Gil escuchaba sin decir una sola palabra. Ahora estaba convencido de que el marinero no le traería jamás sino algo de pan, una caja de sardinas, un paquete de pitos, pero no dinero. Con la cabeza gacha y un rictus amargo sopesaba en su interior la idea de aquellos dos asesinatos. Un inmenso cansancio le forzaba a resignarse de ellos, a admitirlos, a aceptar finalmente que su vida se había internado por una senda infernal. Respecto a Querelle experimentaba una rabia enorme, y al mismo tiempo una confianza absoluta, sorprendentemente entremezclada con el temor a que Querelle pudiera «chivarse».

—En cuanto tengas la pasta y estés trajeado, te encontrarás listo para el viaje.

La aventura parecía hermosa y como si hubiese sido traída por los asesinatos. Gracias a ellos, Gil se vería obligado a vestirse con elegancia, como nunca lo había hecho, ni siquiera los domingos. Total, aquello era Jauja.

—Observa que te comprendo. No es que me niegue a trabajar, a apuntarme un robo. ¿Pero dónde? ¿Tú sabes dónde?
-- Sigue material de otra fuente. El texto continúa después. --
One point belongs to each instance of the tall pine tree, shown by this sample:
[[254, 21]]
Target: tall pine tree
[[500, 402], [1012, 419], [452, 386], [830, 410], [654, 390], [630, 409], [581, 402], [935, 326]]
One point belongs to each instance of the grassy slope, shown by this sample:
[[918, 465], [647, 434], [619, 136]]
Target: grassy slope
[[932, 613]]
—De momento, en Brest sólo conozco una cosa, sólo un trabajo. En otros lugares sé de más, pero en Brest solo sé de un trabajo. Voy a ver si me lo soplan y después, si quieres, lo podemos hacer juntos. No hay ningún peligro. Y además yo estaré contigo.

—¿No puedo hacerlo solo? Quizá fuese preferible.

—¿Estás mal de la cabeza? Ni hablar. Quiero estar contigo. No creerás que te voy a dejar hacer el trabajo peligroso a ti solo…

Querelle había domesticado la noche. Se las había arreglado para hacerse familiares todas las expresiones de la oscuridad, para poblar las tinieblas con los monstruos más peligrosos que portaba en sí mismo. Habíalos vencido a continuación mediante profundas inhalaciones de aire por la nariz. Ahora, sin pertenecerle enteramente, la noche le era sumisa. Se había acostumbrado a vivir en la repugnante compañía de sus crímenes, para los que llevaba una especie de registro de minúsculo formato, un registro de masacres que dominaba para él solo: «mi ramillete de flores callejeras». Contenía aquel registro el plano de los lugares donde se habían llevado a cabo los crímenes. Los dibujos eran ingenuos. Cuando Querelle no sabía dibujar un objeto lo nombraba, y la ortografía del nombre era a veces falsa. No tenía instrucción.

Cuando por segunda vez salió del presidio (la primera fue para personarse en casa de Roger) creyó Gil que la noche y el campo, apostados a la puerta, le echaban mano al cuello para detenerle. Tuvo miedo. Querelle iba por delante. Tomaron el sendero que lleva desde el Hospital de la Marina, a lo largo de los muros, hasta entrar en la ciudad. No se atrevía Gil a mostrar sus canguelos ante Querelle. La noche era oscura, pero esto no le tranquilizaba del todo, pues, si se proponía disimularlos, podía la noche encubrir otros peligros, peligros de orden policíaco. Querelle estaba alegre, pero procuraba ocultar su alegría. Como de costumbre, llevaba erguida la cabeza en medio del cuello alzado, rígido y frío de su impermeable. Gil tiritaba. Entraron en el estrecho camino abierto entre el muro del presidio y la explanada que dominaba Brest, donde se halla construido el cuartel Guépin. Al final del camino se encuentra la ciudad y Gil lo sabía. Apoyada al muro de los edificios del antiguo Arsenal, en la prolongación del presidio, había una casa con una planta baja y un solo piso. La planta baja era un café cuya fachada daba a la calle perpendicular al camino donde nos encontramos. Querelle se detuvo. Susurró al oído de Gil:

—Lo ves, es la taberna. La puerta de entrada da a la calle. Tiene un telón metálico. Pero la vivienda está ahí. En el primero. Te lo explicaré. No es difícil. Yo entraré.

—¿Y la puerta?

—No cierran nunca con llave. Vamos a entrar los dos en el pasillo. Porque hay un pasillo. Y una escalera. Subes despacito hasta arriba. Yo entraré por la tienda. Si hay peligro, si ves que el patrón abre la puerta de arriba de la escalera, entras dentro y bajas corriendo. Yo me las piro al mismo tiempo. En dirección al hospital. Si no hay peligro, cuando yo haya acabado, te llamo bajito. ¿Lo has cogido?